The listed Church of San Lorenzo (10th century) is located in the parish territory of Farnetta (2 km from Farnetta). This is described as 'almost unique for its architectural heritage and level of preservation' owing to its stone barrel vault, which runs the length of the nave and medieval frescoes. The church has been constructed over a Roman temple and a significant amount of Roman stone blocks and artefacts have been reused for the construction of this church.

=== Nevi Family Historic Palace ===

This country mansion was built by the Nevi family, a wealthy family of landowners since the 15th century. The mansion has the typical structure of Umbrian country estates, with stables and cellars on the ground floor, a private chapel frescoed for the family priests, and a slightly fortified structure to protect against brigand raids that plagued these territories until the 19th century. The mansion was built in 1672, and a significant part of Farnetta's history has passed through its walls.

===The Farnetto Oak Forest===
In the immediate surroundings of Farnetta lie the vast Farnetto oak forests, unique in Umbria. This species of oak, known for its large leaves, grows slowly. In the past, it was a vital resource for the local population, who used its wood for heating and fed its acorns to pigs, giving the meat a rich and delicious flavor.

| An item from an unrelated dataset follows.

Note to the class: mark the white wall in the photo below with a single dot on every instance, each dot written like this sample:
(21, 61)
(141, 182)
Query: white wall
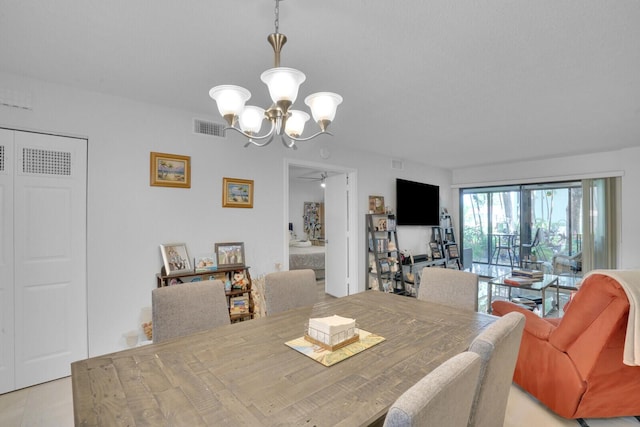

Today, these protected and safeguarded woodlands are a popular destination for beautiful walks and bike rides.

== Culture ==
Farnetta is known for its Feast of St. Rita, held the last week of May. During the feast, local residents organize a trattoria with traditional food.

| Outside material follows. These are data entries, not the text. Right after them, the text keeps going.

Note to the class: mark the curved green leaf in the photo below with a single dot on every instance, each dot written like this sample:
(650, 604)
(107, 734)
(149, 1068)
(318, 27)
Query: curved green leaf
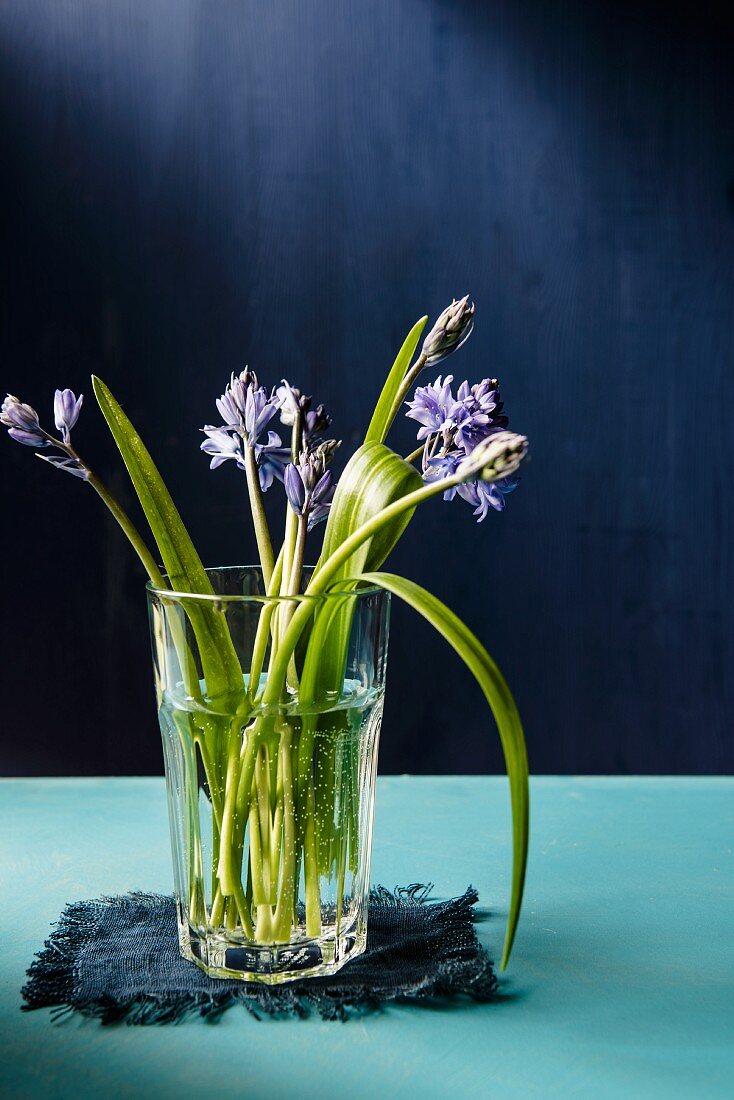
(373, 477)
(183, 564)
(502, 703)
(381, 418)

In the nearby medieval church of S. Lorenzo (st. Lawrence), on the 10th of August, every year, a historic religious feast is celebrated with local food and wine.

Other medieval towns and villages are present near Farnetta: Todi (17 km), Sangemini, (10 km), Spoleto (42 km), Carsulae (12 km) and Orvieto (38 km).

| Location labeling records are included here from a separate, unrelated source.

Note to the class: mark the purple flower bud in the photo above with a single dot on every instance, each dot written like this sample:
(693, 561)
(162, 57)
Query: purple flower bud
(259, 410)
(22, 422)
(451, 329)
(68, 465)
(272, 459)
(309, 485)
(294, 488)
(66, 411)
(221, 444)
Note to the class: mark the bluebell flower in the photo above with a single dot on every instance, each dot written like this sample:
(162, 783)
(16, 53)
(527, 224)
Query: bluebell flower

Located about 35 km from Farnetta are the famous Marmore Falls, one of the highest waterfalls in Europe, created by the Romans in the 2nd century BC.

== Transport ==
Farnetta is served by Bus Italia services to Terni (from the train station), Todi, Sangemini, Montecastrilli, Avigliano and Amelia.

==Economy==
Agriculture was important for Farnetta's rural development and poverty reduction. Today the village has made use of its past and created a tourist industry; many people enjoy agriturismi (farm holidays) in the area.

== Demography ==
The population of the civil parish, recorded in the 2024 census, is 278. In the 13th century the population was about 500 (96 fireplaces).

== List of people from Farnetta ==

- Angelo Nevi, Prior of the Comune di Montecastrilli in the 19th century.